Pensé en tantas cosas. Que maravillosa era la vida de devolvérmela a mamá por esas dos horitas y hacer como si nada hubiese pasado. Volví a sentir cada instante de mi juventud materializada en ese abrazo tan lleno de amor y de ternura. Y estaba Beto. Porque sentía sus manitos aunque él efectivamente no haya estado con nosotros.

-Gracias nena. Por todo. Por bancarte tantos años sola. Por traerme al Betito otra vez. Si estuviera tu papá estaría más que orgulloso de todo los huevos y el empuje que le metiste. Te observé. Aunque no lo parezca, te vi en cada cosa en que me ayudaste, en cada pañal cagado que me cambiaste, en cada lágrima que quisiste esconderme de esos ojitos lindos. Ya volví mi amor. Y nadie nos va a separar. No te preocupes.

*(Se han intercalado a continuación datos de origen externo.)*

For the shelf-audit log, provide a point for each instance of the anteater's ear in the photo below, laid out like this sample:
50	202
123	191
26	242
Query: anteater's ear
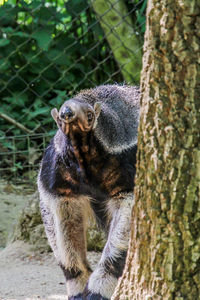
55	115
97	109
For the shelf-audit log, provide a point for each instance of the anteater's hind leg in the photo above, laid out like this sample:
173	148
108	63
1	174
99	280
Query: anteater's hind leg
103	280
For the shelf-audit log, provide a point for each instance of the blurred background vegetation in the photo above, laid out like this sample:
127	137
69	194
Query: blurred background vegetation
49	50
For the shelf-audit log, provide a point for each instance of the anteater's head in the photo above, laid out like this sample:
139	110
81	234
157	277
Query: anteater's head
76	116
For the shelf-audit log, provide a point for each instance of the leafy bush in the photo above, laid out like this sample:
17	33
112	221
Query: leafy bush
49	49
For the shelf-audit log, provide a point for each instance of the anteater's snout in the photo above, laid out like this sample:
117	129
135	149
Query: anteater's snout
67	114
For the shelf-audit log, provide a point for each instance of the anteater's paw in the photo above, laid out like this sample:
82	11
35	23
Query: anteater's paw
87	295
77	297
91	296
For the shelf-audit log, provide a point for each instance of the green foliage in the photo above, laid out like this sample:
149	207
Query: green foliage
49	50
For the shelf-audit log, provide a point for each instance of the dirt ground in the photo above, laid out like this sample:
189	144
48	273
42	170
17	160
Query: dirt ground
25	274
28	275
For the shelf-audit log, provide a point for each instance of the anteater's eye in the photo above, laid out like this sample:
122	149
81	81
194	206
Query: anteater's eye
90	116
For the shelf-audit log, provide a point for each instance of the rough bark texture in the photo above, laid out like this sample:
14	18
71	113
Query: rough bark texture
164	254
116	23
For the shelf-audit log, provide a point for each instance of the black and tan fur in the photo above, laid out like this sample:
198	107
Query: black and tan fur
89	168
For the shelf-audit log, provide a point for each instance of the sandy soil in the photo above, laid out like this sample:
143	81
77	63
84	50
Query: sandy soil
28	275
25	274
12	200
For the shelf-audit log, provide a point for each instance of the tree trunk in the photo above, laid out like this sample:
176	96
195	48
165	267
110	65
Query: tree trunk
164	254
118	28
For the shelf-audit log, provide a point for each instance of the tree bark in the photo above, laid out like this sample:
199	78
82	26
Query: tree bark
118	28
164	252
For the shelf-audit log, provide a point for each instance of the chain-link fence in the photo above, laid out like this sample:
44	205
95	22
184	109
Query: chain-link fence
51	49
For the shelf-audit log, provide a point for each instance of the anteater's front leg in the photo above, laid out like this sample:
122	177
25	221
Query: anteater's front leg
103	280
65	223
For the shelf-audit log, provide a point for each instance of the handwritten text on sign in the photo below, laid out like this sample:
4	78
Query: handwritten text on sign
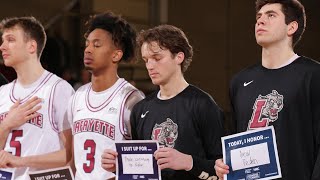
137	163
250	156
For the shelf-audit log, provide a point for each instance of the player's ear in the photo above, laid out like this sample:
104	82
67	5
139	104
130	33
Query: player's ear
179	57
117	56
292	28
32	46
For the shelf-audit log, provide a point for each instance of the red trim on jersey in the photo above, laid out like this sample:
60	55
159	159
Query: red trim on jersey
43	82
106	102
121	115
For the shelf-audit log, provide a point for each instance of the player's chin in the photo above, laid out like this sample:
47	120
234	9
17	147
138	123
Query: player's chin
88	67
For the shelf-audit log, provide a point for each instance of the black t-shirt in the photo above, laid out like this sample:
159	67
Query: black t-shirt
3	80
190	122
287	98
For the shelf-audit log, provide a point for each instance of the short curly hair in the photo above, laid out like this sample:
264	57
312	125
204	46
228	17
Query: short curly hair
123	34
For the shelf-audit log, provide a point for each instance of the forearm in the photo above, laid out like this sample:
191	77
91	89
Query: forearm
46	161
4	133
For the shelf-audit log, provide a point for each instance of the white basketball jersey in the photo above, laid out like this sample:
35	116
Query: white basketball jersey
95	128
40	134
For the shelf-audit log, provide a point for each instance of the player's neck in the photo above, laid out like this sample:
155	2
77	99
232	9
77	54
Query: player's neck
103	82
29	71
173	88
274	57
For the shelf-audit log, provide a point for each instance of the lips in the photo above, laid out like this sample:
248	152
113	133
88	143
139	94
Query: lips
5	56
153	74
260	30
87	60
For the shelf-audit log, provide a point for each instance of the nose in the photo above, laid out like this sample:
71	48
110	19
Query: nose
88	49
2	47
150	65
261	20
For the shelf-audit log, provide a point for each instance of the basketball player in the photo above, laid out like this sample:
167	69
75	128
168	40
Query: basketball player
17	116
100	110
282	91
45	140
185	120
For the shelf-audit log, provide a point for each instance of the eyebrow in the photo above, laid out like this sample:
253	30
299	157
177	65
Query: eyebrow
267	12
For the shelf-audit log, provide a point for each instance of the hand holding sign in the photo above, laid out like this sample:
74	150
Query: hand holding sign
135	159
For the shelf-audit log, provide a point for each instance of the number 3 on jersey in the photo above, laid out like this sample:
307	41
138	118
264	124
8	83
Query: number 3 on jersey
14	143
89	166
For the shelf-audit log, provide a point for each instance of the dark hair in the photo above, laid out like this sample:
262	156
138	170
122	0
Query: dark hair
123	35
32	28
293	11
171	38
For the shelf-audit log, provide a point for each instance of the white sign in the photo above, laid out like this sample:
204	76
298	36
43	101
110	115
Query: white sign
137	163
250	156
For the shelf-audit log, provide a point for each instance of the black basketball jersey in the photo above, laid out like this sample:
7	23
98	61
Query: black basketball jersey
190	122
287	98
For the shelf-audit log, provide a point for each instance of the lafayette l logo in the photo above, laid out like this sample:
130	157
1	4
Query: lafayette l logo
144	115
247	83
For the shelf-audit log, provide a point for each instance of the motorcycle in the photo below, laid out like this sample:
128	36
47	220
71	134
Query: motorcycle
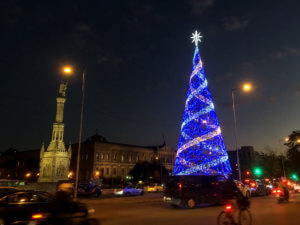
282	195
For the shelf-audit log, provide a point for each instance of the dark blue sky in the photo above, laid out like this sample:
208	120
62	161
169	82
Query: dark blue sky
138	56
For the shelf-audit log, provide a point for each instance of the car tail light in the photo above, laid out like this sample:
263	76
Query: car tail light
228	208
37	216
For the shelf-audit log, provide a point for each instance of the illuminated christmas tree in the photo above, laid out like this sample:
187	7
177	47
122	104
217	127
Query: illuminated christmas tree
201	150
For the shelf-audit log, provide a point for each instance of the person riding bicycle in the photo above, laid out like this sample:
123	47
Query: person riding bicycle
283	187
232	194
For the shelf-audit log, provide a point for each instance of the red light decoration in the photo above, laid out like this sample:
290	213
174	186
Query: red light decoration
228	208
37	216
180	186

Éramos un mar de lágrimas. Éramos una. Nada que pasase a partir de ese momento nos podría cambiar ese instante de fusión perfecta entre madre e hija.

-Mamita, que te gustaría que te haga, que te cocine.

-No quiero molestarte nena. Pero si insistís…un té con limón y unas galletitas de agua. Mientras me tiro a una siestita si no te molesta.

Raudamente fui a la cocina, para hacerla feliz a mi vieja, aunque sea con esa boludez. Se lo preparé en una bandejita. No le quería hablar desde la cocina así no la despertaba. Llegué al living y la ví ahí. Hermosa, linda, con la sonrisa de mi niñez, tan maravillosa que me puse a llorar cuando me la quedé mirando dormida en el futón del living. Apoyé la bandeja y la sacudí y ahí me dí cuenta que me dejó. Pero estaba contenta. Y yo también.

Te digo a vos flaca que sos de fierro, sos mi alma gemela, que los que me vengan a hablar del amor de una madre, no saben lo que es. Yo hice como Diego con el fútbol: dió todo, su vida. Y yo, a la Pepa le dí eso: mi vida entera. Así que, si hablan los giles, que hablen.